One of my fellow worshippers at this morning’s Quaker meeting shared with us that she had spent her Memorial Day with her father, a World War II veteran. He loves war , she said, and part of her visit to Indiana entailed enduring a VFW event where all things militaristic were venerated.

My Friend/friend had suffered through the ceremony in silence and in respect for the dead.

When it came my turn to speak this morning, her ordeal moved me to share that my father also had been a World War II veteran.

He had come home from the Asian theater with a deep, abiding hatred for war. A flight surgeon, he often had the duty of rushing to the wreckage of B-29s that had crash-landed at the air base.

He would search through the burned out hulks, searching for the broken and charred bodies of his friends.

He found no glory in war.

Before the war, my father had been a religious man, my mother confided in me. After it, he was cynical about the spirit and a benevolent God. Life had become a kind of fool’s game. He seemed to hold much of it at bay.

I told my colleagues sitting in our circle at the meeting this morning that my father’s hatred of war was a major reason for my being among them, for my being a Quaker. He had instilled his aversion to war in his son.

When, in my teens, I had occasion to visit the vast and somber World War I military cemeteries in northern France, I again witnessed the evil of war. When I became acquainted with Quaker beliefs in college, I found a spiritual refuge.
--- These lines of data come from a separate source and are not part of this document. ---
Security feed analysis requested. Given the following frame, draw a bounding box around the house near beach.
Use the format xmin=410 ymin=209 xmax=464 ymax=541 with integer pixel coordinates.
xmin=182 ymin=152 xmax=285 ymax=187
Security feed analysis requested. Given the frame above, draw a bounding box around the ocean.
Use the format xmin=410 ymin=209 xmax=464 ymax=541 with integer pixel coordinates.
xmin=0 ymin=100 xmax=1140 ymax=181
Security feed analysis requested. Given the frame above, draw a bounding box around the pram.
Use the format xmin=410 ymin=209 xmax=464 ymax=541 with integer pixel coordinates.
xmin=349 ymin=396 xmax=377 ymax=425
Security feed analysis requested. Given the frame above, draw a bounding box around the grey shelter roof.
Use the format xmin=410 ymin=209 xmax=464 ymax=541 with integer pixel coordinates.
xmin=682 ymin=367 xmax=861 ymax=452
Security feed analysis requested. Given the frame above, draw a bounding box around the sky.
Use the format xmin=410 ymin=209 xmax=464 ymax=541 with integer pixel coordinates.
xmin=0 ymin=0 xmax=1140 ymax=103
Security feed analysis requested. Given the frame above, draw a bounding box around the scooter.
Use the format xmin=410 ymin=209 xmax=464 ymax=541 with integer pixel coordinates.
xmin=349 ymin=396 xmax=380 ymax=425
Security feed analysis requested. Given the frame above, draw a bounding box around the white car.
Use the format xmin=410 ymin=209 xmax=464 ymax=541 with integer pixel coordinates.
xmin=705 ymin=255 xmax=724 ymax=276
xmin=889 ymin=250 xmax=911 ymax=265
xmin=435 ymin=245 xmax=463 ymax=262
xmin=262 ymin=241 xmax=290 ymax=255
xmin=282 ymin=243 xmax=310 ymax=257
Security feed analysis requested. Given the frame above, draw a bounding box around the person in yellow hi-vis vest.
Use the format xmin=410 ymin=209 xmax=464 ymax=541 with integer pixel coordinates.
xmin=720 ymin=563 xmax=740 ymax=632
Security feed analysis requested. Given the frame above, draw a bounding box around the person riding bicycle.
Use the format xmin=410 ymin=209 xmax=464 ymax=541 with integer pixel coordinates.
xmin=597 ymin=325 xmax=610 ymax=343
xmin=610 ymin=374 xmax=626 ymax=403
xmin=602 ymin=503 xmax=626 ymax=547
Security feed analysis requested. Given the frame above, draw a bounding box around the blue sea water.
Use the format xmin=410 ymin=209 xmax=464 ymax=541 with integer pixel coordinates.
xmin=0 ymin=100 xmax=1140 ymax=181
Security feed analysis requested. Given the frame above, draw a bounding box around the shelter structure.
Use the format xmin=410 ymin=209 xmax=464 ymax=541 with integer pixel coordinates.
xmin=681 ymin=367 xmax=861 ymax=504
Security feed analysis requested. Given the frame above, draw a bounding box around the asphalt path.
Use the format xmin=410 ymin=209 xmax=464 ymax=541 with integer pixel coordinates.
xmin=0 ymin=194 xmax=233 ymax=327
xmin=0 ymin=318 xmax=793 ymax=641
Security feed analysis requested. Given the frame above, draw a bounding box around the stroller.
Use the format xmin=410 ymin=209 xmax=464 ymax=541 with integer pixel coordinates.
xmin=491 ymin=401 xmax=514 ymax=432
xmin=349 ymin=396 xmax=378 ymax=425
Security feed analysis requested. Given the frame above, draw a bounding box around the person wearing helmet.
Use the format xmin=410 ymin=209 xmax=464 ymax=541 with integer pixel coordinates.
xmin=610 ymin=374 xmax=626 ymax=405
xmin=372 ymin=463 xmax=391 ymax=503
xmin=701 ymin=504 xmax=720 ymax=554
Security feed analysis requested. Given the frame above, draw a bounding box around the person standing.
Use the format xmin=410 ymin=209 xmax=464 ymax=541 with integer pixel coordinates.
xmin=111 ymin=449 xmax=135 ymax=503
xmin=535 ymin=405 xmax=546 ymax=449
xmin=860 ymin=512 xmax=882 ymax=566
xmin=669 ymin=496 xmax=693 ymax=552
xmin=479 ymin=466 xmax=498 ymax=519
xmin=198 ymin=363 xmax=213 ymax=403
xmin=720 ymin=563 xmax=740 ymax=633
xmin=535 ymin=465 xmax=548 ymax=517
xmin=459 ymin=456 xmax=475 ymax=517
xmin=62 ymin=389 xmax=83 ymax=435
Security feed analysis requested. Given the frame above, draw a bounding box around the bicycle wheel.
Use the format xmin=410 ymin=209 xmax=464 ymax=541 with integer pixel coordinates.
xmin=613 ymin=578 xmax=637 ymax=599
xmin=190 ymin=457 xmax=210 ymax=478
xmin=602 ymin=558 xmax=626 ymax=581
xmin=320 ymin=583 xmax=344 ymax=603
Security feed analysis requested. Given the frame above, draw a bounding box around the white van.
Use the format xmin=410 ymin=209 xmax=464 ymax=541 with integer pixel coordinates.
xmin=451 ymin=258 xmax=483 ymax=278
I remember when I was faced with a middling draft lottery number during the Vietnam War, my father had advised enlisting in the Coast Guard. A safe alternative, it seemed a “patriotic” accommodation with what he saw as, at best, a dubious conflict.

I had served three years in the Peace Corps in Africa. My work among the Kenyan people had nurtured “peace” in my heart. I told my father that I would either flee to Canada or go to jail.

As events played out, I never had to make the choice.

To this day, I cleave to the Quaker Peace Testimony of 1660: “We utterly deny all outward wars and strife and fighting with outward weapons for any end or under any pretense whatsoever; this is our testimony to the whole world . . , ,”

If only the whole world would accept our testimony. In our quiet, persistent way, Quakers extend the invitation, urging the embrace of peace.